When it comes to a calming a fussy baby, sometimes the pacifier can seem like a magical thing. It can soothe and calm our babies down instantly. But sooner or later, it might be time to start considering ending the pacifier stage. Beyond a certain age, when your baby continues to sleep with a pacifier it can hinder their development by creating dental problems for them in the future as they continue to grow. To avoid this, read on to learn when your baby should stop sleeping with a pacifier and how to help wean them off it.
Start to Limit Use of a Pacifier at Age 2
The opinions surrounding the use of a pacifier will differ according to different experts. The general recommendation is that up until the age of two, your baby can use the pacifier as they like since they have an innate urge to suck. The sucking motion has been shown to help soothe them as a natural reflex when they feel distressed. But once they hit the age of two, it’s a good time to begin weaning them off their use and dependence of it. Whether it’s sucking on the pacifier, thumb, or both, it’s recommended to discourage these acts around this timeframe to allow them to develop the higher levels of stress management which usually begin to emerge around this age.

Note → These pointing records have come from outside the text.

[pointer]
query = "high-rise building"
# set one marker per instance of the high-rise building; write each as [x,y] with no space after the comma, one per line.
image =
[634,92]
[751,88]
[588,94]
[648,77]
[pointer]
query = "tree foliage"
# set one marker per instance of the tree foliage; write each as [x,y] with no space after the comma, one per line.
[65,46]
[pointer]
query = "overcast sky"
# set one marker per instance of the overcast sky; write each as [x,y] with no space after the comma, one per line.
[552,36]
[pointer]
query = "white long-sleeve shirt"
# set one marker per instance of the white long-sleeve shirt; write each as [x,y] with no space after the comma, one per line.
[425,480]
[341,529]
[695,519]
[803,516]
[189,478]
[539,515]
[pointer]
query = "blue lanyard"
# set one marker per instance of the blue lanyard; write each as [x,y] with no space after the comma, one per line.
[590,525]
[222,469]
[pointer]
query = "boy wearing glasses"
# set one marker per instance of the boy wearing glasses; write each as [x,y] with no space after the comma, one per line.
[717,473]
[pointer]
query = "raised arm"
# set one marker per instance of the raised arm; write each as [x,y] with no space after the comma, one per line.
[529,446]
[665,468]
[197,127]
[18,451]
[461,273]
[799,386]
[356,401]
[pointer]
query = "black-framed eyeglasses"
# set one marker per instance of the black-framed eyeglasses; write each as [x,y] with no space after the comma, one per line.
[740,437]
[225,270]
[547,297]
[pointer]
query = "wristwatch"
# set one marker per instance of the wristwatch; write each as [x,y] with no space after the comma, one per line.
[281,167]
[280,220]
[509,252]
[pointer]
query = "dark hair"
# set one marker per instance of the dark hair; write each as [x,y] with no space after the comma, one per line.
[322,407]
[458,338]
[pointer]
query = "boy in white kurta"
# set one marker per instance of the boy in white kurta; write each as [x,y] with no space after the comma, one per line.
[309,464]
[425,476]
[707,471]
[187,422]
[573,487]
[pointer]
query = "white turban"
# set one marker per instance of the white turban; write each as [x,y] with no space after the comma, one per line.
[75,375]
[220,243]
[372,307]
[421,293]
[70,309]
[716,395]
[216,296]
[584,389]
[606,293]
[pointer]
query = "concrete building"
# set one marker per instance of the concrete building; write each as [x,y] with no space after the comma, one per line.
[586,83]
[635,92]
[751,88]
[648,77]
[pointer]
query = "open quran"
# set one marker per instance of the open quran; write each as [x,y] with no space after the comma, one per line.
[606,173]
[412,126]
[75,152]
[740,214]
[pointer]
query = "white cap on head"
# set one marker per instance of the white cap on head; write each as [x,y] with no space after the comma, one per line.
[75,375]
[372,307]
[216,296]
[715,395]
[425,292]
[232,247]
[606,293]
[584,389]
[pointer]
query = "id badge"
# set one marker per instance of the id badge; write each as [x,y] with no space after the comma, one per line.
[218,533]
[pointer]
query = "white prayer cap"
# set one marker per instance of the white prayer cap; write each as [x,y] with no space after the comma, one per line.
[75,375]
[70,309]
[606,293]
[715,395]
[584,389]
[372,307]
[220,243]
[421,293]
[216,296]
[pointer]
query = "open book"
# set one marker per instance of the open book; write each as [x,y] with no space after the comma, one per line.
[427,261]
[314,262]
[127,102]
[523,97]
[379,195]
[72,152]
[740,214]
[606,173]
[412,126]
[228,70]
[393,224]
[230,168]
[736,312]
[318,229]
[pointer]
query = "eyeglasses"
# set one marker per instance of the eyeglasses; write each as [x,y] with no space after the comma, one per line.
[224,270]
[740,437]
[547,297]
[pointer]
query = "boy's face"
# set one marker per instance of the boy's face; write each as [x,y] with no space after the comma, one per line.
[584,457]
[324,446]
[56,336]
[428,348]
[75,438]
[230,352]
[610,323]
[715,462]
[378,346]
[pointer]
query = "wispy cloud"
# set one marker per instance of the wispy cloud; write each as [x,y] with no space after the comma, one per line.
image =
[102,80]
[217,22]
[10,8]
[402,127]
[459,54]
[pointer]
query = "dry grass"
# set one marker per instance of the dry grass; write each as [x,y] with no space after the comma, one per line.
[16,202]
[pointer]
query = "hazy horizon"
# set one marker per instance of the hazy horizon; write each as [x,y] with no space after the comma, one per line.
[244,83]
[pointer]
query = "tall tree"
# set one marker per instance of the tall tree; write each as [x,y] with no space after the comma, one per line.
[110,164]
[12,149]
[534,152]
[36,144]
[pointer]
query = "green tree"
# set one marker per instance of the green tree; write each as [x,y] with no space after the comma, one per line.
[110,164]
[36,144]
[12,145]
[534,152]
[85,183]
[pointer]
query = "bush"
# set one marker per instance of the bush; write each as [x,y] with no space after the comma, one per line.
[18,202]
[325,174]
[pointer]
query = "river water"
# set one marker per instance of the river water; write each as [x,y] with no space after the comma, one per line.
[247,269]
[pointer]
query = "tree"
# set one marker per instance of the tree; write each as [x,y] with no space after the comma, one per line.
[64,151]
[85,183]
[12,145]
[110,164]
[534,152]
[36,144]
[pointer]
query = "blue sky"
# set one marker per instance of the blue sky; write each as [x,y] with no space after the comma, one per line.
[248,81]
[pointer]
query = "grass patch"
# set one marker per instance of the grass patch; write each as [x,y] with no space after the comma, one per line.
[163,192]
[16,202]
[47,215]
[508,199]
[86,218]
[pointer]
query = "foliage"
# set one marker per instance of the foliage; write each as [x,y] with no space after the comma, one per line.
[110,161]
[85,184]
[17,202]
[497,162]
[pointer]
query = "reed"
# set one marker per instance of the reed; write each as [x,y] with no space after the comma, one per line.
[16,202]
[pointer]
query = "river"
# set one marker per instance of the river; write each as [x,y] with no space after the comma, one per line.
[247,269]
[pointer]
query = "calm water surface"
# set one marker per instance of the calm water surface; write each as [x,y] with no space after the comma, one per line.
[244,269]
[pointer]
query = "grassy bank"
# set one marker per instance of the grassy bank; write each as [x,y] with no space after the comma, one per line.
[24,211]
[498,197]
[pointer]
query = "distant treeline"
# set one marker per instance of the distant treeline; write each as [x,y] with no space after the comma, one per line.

Eliminate Use of Pacifier at Age 4
By the age of four, it’s time to leave the pacifier behind. Hopefully, by this age the weaning off from age two will help make this transition as easy as possible. At this stage, pediatric dentists recommend having your child stop sleeping with a pacifier to avoid any associated dental problems in the future. This is also the average age that most kids are okay with letting go of their pacifier (with maybe a little more convincing if necessary).
How to Wean Them Off
Of course, every child will differ with what will work for them. But one of the more proven and effective methods for encouraging your child to wean off their pacifier is by focusing on how big they’re getting. Encourage the idea that your child is becoming a “big kid now” and how a part of getting older means saying goodbye to some of the little items, like their pacifier. Speak to them in a gentle yet firm tone and tell them that they’re “a big girl,” or “big boy now.”
Some families use the “Pacifier Fairy”. You can tell the child that when she is ready, she can put all the pacifiers in a designated spot and Pacifier Fairy will take them to bring them to babies. The Paci Fairy will bring a present the child really wants in exchange. Baby deedee founder Dominique de Bourgknecht said “it cost me a box of magna tiles but that was the end of the pacifier for my son Mateo. He complained a bit the first night but then never looked back!”.